A study conducted by Morimoto K et al. [25] to investigate the clinico-pathological characteristics of breast cancer with ALDH1+ cancer stem cells, showed a significant correlation of ALDH1 positivity with ER/PgR negativity, HER2 overexpression and also high Ki-67 expression (p<0.001). In order to detect ALDH1+ tumor cells more accurately, they carried out immunohistochemical double staining of ALDH1 and Ki67 and were able to demonstrate that ALDH1+ tumor cells were mostly Ki67–, and, interestingly, ALDH1–tumor cells were more likely to be Ki67+. These results showed that breast cancer stem cells proliferate slowly than the surrounding tumor cells. This is consistent with the theory that cancer stem cells are relatively dormant but give rise to a rapidly dividing population of progenitor cells. Thus, this observation indicates that ALDH1+ cancer stem cells tumors are surrounded by a higher proportion of tumor cells which are ALDH1– and Ki67+. This was an interesting observation made by Morimoto K et al. [25], on the distribution of ALDH1+ tumor cells and Ki67+ tumor cells but it needs to be confirmed by future studies.

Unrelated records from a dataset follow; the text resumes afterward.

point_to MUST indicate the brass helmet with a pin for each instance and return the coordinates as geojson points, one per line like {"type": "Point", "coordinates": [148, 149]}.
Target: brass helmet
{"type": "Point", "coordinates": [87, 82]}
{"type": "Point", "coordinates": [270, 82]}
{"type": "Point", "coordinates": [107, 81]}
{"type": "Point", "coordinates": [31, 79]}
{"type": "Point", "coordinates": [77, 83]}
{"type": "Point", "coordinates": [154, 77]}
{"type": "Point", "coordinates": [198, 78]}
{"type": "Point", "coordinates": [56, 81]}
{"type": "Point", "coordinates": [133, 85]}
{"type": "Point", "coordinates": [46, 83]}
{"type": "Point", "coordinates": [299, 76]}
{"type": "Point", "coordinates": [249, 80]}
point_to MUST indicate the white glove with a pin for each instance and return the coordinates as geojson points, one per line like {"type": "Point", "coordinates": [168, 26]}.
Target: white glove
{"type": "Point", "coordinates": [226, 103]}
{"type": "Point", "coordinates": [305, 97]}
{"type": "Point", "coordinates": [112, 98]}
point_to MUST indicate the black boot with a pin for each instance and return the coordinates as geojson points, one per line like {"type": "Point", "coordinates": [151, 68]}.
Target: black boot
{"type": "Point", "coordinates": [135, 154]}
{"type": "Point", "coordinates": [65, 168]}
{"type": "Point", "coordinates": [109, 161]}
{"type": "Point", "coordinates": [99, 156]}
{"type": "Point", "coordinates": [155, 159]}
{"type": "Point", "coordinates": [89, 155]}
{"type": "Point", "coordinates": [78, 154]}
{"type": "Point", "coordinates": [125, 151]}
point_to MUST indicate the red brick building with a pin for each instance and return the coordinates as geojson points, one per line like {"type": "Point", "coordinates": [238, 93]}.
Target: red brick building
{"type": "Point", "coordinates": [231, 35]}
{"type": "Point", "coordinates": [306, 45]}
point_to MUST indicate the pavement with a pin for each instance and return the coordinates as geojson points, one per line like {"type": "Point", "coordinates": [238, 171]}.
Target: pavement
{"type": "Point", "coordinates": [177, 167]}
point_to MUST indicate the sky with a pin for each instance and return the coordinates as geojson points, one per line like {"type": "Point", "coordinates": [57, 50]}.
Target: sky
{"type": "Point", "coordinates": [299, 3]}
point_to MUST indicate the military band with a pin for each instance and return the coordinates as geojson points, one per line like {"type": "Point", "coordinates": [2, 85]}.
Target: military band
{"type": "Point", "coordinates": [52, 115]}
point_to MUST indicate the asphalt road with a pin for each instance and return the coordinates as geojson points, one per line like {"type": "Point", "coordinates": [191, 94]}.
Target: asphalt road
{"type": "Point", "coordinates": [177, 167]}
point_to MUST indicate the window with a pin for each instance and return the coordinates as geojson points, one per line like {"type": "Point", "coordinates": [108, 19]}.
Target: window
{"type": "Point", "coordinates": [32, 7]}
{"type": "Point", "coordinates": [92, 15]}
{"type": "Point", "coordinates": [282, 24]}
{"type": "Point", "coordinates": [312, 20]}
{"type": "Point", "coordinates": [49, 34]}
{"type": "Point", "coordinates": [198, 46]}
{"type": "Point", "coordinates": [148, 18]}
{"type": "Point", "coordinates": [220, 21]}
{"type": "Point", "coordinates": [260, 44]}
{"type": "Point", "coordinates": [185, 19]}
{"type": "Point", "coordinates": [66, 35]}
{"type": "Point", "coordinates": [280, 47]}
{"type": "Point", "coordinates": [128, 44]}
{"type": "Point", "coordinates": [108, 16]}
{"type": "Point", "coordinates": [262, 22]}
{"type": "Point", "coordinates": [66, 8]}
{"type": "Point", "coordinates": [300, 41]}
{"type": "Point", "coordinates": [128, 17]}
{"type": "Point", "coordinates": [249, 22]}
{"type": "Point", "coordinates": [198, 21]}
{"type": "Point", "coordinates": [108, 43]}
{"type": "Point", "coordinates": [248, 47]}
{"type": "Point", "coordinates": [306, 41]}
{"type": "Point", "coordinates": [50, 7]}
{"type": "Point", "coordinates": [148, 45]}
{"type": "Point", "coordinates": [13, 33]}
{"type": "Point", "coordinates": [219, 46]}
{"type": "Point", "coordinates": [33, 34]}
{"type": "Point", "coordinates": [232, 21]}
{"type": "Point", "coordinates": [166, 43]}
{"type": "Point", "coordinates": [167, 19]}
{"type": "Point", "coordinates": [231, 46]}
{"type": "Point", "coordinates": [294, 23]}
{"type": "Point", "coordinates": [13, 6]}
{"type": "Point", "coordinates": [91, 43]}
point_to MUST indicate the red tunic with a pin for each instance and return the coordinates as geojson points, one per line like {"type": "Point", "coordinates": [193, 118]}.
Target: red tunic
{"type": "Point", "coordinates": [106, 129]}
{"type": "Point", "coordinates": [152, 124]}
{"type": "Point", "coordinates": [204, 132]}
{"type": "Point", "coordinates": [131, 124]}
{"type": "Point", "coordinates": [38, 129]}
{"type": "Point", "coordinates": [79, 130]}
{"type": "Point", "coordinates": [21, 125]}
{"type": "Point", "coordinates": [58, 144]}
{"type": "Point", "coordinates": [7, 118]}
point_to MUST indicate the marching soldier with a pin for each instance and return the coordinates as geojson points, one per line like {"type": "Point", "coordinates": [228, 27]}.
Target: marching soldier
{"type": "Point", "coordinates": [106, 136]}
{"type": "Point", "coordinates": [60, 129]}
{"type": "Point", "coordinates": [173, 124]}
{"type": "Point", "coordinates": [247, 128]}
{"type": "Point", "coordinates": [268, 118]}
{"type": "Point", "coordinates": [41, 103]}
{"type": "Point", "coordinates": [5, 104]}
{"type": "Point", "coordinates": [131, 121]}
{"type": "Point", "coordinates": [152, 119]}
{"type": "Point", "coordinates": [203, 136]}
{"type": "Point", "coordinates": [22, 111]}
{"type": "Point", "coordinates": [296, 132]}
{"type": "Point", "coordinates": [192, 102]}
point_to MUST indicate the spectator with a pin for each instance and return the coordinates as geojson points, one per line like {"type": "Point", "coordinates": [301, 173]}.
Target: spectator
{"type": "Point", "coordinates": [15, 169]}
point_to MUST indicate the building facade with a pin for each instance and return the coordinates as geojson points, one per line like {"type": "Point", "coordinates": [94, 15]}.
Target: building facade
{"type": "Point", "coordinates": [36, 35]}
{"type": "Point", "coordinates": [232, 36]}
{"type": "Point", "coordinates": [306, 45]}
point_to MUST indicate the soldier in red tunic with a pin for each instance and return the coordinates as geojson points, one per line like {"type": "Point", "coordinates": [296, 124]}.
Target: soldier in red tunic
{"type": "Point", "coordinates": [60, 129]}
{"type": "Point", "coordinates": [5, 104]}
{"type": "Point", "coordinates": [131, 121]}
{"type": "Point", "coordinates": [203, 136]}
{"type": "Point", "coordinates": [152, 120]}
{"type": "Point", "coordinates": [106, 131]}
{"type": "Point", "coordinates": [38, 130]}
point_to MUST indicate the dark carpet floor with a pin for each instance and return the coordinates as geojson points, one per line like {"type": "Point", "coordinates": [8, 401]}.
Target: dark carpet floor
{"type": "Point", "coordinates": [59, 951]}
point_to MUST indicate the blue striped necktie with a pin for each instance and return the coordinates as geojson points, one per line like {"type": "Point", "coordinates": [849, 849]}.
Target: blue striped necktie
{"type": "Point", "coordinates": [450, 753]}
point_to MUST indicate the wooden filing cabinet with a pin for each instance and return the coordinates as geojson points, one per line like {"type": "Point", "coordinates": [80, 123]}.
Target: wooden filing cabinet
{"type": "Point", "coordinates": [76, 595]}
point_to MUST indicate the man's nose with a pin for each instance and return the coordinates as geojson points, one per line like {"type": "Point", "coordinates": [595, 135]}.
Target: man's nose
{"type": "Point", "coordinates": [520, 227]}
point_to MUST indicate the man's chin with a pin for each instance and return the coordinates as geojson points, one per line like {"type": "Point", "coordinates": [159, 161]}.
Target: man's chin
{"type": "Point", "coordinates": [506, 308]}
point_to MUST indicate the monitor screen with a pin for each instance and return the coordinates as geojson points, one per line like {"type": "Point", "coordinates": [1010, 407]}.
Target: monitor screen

In our study we found a significant association (p=0.0001) between molecular subtypes and ALDH1 expression. Out of 35 tumors which showed ALDH1 positivity, 40% tumors belonged to Luminal subtypes while 37.1% and 22.9% tumors belonged to HER2+ and triple-negative subtype respectively. Our findings corroborated with findings of Morimoto K et al. [25] who noted that ALDH1 expression was highest in the HER2 overexpression type followed by triple-negative tumors. They also mentioned that triple-negative tumors, although heterogeneous in nature, are found to be basal-like in majority of cases. Bi et al. [4] who studied the correlations of ALDH1 expression with molecular subtypes in breast cancer documented that ALDH1 expression was found in 54.5% of HER2+ and 33.3% of basal-like tumors (p=0.003). Studies conducted by Khoury T et al. [21], Ricardo S et al. [24] and Park YS et al. [26] revealed similar findings with ALDH1+ cells being more frequent in basal-like and HER2+ subtypes than luminal subtypes.
Conclusion
We observed a high prevalence of ALDH1 positivity in invasive carcinoma of the breast and it was significantly associated with features of aggressive tumor. Assessment of ALDH1 expression might help recognize a high risk subgroup of breast cancers in this population. Available cancer therapeutic agents which emphasize on tumor regression, kill differentiated tumor cells while sparing the small cancer stem cell population. Thus, the development of more effective cancer therapies is essential to target this important cancer stem cell population. The success of these new approaches depends on the identification, isolation and characterization of cancer stem cells and ALDH1 may play a crucial role in such future ventures of developing targeted therapies with a difference.